[...] CM is not intended to be a design pattern people should mimic. We are so bad at this
The crux is that the project's team is in effect not _interested_ in this. [And I admit that I had not understood it for a long time (hence the temptation to convince that it was important for *some* people).]
it would be a shame. No one in its right mind would copy or reuse this stuff. It is for internal use only
Then why is it so difficult to change (cf. all the nit-picking about backward-compatibility)? As was (relatively) recently discussed, we could "mark" some code "for internal use" and be free to break compatibility at any time, for the sake of (an attempt at) a better design.
and we don't even have the resources to manage it by ourselves
There are (maybe) other people (like Ole?) who would like to experiment with new design ideas (not new math algorithms!) but are repelled by the (overly) conservative development process which is mainly feature-driven (like in a commercial project, shall I dare to say).

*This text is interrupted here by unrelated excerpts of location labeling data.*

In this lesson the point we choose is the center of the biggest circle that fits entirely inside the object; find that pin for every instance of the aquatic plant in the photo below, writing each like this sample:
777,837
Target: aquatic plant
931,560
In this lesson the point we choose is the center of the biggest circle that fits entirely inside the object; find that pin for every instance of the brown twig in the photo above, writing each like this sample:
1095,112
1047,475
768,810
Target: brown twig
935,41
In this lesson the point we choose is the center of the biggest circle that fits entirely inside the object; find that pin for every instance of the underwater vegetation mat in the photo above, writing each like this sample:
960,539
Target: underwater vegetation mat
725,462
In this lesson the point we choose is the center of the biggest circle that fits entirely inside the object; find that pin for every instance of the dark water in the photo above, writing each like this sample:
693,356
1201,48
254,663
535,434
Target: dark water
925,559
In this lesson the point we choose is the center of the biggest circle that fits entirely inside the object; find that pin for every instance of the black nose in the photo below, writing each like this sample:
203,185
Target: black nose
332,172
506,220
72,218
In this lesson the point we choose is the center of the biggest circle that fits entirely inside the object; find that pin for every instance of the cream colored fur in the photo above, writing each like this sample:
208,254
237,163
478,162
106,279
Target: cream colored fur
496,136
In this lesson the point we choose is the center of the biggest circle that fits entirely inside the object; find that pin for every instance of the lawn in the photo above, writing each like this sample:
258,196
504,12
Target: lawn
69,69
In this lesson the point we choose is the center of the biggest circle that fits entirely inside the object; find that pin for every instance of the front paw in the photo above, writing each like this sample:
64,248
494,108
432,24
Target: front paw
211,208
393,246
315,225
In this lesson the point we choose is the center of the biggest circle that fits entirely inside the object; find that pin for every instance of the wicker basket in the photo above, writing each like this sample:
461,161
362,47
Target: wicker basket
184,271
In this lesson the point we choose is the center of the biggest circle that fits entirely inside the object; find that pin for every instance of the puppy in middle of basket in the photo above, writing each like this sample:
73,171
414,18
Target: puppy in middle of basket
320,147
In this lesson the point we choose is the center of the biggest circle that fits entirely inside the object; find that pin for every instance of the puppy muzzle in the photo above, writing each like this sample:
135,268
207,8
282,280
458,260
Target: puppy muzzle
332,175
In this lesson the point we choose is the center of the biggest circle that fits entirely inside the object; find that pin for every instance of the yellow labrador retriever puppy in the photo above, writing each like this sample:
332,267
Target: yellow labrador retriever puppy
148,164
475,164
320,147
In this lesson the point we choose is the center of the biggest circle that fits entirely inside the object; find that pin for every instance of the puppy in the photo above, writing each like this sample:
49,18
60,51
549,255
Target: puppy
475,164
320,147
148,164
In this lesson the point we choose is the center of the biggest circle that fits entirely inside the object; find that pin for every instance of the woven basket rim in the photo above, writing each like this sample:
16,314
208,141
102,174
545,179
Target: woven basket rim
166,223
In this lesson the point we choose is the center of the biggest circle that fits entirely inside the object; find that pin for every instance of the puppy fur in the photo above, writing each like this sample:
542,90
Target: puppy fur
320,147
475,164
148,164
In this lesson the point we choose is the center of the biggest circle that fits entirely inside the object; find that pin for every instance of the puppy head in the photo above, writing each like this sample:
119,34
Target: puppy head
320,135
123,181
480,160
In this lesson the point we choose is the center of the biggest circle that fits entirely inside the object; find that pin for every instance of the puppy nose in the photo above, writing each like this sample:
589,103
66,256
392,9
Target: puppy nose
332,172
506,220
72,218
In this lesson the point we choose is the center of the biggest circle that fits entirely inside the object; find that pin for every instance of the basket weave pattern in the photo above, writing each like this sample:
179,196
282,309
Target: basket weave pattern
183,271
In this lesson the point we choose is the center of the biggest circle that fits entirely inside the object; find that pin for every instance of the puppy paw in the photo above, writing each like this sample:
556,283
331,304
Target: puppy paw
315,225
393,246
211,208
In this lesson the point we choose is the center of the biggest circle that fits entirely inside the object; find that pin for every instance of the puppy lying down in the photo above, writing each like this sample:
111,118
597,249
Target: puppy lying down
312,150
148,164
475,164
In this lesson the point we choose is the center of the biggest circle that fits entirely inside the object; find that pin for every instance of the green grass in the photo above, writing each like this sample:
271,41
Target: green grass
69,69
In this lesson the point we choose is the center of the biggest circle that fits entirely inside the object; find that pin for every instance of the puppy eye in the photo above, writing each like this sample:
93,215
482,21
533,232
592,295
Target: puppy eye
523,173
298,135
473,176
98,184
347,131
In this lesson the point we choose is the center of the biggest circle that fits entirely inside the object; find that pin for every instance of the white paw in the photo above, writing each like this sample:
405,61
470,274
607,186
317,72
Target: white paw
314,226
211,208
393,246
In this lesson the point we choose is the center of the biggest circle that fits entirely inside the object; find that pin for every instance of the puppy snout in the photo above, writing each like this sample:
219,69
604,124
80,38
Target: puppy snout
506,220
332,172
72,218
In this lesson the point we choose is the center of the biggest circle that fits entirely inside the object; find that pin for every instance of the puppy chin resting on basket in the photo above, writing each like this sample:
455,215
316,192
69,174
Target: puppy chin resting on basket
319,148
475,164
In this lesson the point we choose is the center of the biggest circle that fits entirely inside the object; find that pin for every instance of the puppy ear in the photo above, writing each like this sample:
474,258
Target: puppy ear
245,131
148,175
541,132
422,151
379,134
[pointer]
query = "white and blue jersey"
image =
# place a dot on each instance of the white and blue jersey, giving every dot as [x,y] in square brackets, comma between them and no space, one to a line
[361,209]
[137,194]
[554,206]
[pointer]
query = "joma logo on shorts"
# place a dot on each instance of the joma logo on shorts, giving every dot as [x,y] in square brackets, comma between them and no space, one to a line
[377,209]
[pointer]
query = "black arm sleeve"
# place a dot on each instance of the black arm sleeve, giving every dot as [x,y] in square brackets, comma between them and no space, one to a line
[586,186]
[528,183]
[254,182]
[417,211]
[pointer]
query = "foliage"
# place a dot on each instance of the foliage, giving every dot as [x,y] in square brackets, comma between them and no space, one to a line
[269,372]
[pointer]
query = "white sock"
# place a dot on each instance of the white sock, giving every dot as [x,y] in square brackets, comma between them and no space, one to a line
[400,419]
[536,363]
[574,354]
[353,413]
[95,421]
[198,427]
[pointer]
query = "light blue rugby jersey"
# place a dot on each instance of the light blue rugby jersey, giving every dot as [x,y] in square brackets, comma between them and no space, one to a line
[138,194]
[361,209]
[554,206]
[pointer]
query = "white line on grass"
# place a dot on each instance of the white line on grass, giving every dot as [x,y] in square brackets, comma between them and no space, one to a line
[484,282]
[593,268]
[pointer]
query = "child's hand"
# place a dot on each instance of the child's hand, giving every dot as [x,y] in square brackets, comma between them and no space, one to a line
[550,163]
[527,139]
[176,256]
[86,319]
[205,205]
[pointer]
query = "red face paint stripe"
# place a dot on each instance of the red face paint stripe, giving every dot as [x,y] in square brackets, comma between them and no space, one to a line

so we can't consider it as a path people should follow as we are leading them. Here we would be leading them directly against the wall.
True, unfortunately. There is really no long-term design. Even short term (quasi-)decisions when they concern the library as a whole, are not followed by action (cf. "fluent API")...
[...]
Best, Gilles --------------------------------------------------------------------- To unsubscribe, e-mail: [email protected] For additional commands, e-mail: [email protected]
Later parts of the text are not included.